Tanto a Coligação como os Verdes já apelaram à divulgação do memorando de entendimento completo assinado com Nauru.
Em resposta aos pedidos para que fosse apresentado durante uma audiência no Senado em Setembro, Burke emitiu um pedido de imunidade de interesse público, alertando que tal divulgação prejudicaria a relação da Austrália com Nauru e as negociações em curso sobre os acordos financeiros do acordo.
Em Setembro, através de uma audiência no Senado sobre a legislação que o governo introduziu para reforçar os seus poderes de deportação, surgiu que o acordo poderia acabar custando à Austrália cerca de 2,5 mil milhões de dólares ao longo de 30 anos, em vez do custo inicial de 408 milhões de dólares que foi originalmente relatado.
Isso inclui 20 milhões de dólares a serem pagos diretamente ao governo para cobrir os custos de instalação e 388 milhões de dólares a serem depositados num fundo fiduciário de longo prazo a ser gerido conjuntamente por Nauru e pela Austrália quando o primeiro deportado chegar à ilha.
A Austrália também deverá pagar uma quantia anual adicional de até US$ 70 milhões, dependendo de quantas pessoas foram transferidas para a ilha.
Cerca de 350 ex-detidos foram libertados na comunidade desde a decisão do Tribunal Superior em 2023 que concluiu que period ilegal deter pessoas sem perspectivas razoáveis de deportação indefinidamente.

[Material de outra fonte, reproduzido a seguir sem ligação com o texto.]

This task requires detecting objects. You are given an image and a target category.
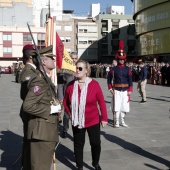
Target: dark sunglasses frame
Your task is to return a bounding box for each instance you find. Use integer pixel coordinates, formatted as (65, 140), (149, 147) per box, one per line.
(76, 67), (83, 71)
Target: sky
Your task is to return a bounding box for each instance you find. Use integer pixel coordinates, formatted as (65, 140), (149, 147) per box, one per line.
(63, 0), (133, 16)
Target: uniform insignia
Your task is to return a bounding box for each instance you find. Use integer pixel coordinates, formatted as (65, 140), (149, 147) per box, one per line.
(25, 76), (31, 80)
(34, 86), (41, 94)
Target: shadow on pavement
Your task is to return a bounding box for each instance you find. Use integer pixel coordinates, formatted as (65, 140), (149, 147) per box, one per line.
(147, 97), (170, 102)
(0, 130), (23, 170)
(144, 164), (165, 170)
(56, 144), (93, 170)
(101, 131), (170, 168)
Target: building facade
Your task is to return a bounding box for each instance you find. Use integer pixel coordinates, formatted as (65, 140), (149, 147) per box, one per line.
(97, 14), (136, 63)
(74, 18), (98, 63)
(133, 0), (170, 62)
(0, 26), (45, 66)
(0, 2), (33, 27)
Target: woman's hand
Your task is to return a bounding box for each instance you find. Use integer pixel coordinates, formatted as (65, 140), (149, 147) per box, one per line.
(101, 121), (107, 128)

O caso dizia respeito à situação de um homem, conhecido apenas como NZYQ.
A maior parte das pessoas libertadas na sequência da decisão foram condenadas por crimes, incluindo algumas condenadas por homicídio, ou tiveram os seus vistos cancelados por motivos de carácter.
Desde então, mais de uma dúzia foram detidos novamente na Austrália após a emissão de vistos por Nauru, mas as deportações foram adiadas por desafios legais.
Segundo o acordo, espera-se que os membros do grupo recebam um visto de 30 anos que lhes permita viver e trabalhar na comunidade entre os cerca de 12 mil residentes de Nauru, e sair e reentrar no país.
Tanto Burke quanto a ministra das Relações Exteriores, Penny Wong, foram contatados para comentar.